If a real-time job performs Reference Data Matching using one or match processors with staged or reference data input into its Reference Data port, any match processors in the processes used must be configured to cache the prepared reference data into memory. This is enabled using a simple tick-box option in the Advanced Options of the match processor.
If a real-time job publishes data to Case Management, it fails messages until the database is available again. The real-time job itself continues running.
If a real-time job uses an External Lookup that directly looks up into an external database, rather than Staged Data or Reference Data, which is normally cached in memory, the lookup may fail and this may fail messages until the database being looked up is available again.
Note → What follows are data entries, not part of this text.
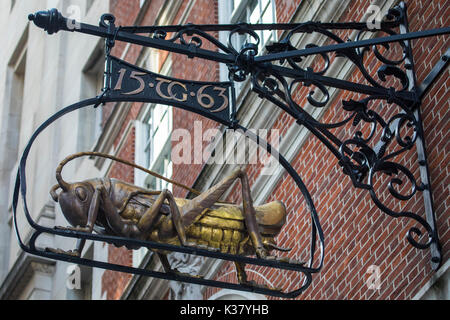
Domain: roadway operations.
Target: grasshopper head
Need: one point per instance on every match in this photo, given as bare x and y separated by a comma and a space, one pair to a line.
74, 200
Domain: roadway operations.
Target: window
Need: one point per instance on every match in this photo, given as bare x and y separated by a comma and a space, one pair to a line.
157, 148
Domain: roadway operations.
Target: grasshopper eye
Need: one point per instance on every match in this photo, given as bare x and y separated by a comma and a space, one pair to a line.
81, 193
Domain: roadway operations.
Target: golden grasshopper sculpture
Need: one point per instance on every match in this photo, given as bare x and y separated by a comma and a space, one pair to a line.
118, 208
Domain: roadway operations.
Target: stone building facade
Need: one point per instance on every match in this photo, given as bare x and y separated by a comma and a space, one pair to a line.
41, 73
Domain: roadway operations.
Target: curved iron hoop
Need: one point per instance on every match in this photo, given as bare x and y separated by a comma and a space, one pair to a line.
21, 189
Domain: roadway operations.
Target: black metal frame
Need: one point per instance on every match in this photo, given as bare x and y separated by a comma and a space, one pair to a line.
278, 83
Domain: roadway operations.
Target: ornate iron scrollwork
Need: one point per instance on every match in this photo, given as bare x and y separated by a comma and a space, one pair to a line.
379, 135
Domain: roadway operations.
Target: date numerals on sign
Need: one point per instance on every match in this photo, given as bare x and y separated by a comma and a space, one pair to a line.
165, 89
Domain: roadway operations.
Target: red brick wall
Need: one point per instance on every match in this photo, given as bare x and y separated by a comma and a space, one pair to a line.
357, 233
203, 12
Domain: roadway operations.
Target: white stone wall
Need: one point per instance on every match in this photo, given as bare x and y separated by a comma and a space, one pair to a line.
54, 77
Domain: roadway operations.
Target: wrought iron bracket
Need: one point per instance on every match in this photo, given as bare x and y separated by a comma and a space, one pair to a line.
395, 124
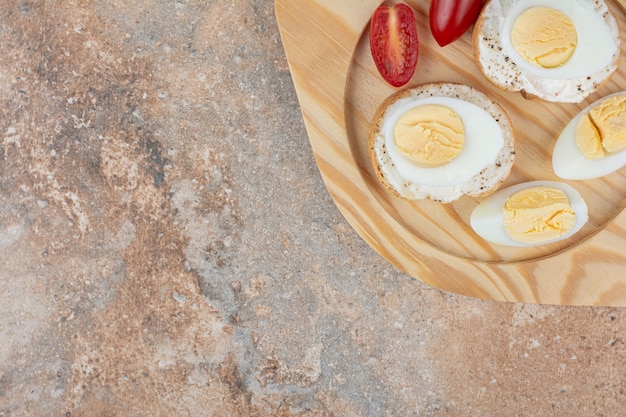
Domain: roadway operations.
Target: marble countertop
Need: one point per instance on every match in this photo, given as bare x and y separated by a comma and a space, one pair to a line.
168, 247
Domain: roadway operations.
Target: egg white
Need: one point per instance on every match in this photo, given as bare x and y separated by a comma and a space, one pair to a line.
570, 164
483, 142
487, 219
593, 61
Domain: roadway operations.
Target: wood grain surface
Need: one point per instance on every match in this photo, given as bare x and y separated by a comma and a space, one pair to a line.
339, 90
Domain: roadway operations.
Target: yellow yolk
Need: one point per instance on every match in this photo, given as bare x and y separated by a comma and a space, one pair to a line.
538, 214
544, 37
603, 129
430, 135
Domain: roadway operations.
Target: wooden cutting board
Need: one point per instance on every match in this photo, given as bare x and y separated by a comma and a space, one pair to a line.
339, 89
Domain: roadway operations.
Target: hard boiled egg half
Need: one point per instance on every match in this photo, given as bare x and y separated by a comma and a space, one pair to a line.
593, 143
556, 50
530, 214
441, 141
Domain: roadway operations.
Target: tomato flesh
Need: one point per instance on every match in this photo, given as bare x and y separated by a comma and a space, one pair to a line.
394, 43
449, 19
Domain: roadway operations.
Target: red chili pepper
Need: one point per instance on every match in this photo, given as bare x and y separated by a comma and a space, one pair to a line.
449, 19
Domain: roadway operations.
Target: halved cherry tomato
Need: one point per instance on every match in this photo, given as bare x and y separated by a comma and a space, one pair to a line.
449, 19
394, 43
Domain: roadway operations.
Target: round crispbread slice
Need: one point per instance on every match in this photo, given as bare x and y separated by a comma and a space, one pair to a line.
501, 70
483, 183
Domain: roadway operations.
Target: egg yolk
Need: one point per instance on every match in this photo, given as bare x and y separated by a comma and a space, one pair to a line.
430, 135
603, 129
538, 214
544, 37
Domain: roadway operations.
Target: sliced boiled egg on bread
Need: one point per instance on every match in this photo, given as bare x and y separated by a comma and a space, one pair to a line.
441, 141
554, 50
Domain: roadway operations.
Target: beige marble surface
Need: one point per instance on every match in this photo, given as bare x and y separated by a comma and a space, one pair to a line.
168, 248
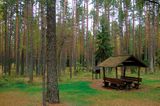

Similarly, if a real-time job uses a large Reference Data set using Staged or Reference Data, but over the configurable cache limit, which cannot be cached in memory, the lookup will fail and this will fail any messages until the database is available again. Note that the default maximum row limit for caching a Reference Data set is 100,000 rows, but this can be modified by adding the following line in director.properties in the EDQ Local Home:
```
resource.cache.maxrows = [rowlimit]
```
where [rowlimit] is the maximum number of rows, for example 100000.
If a real-time job uses a user account in an external realm, it is dependent on the LDAP server being contactable to lookup user details.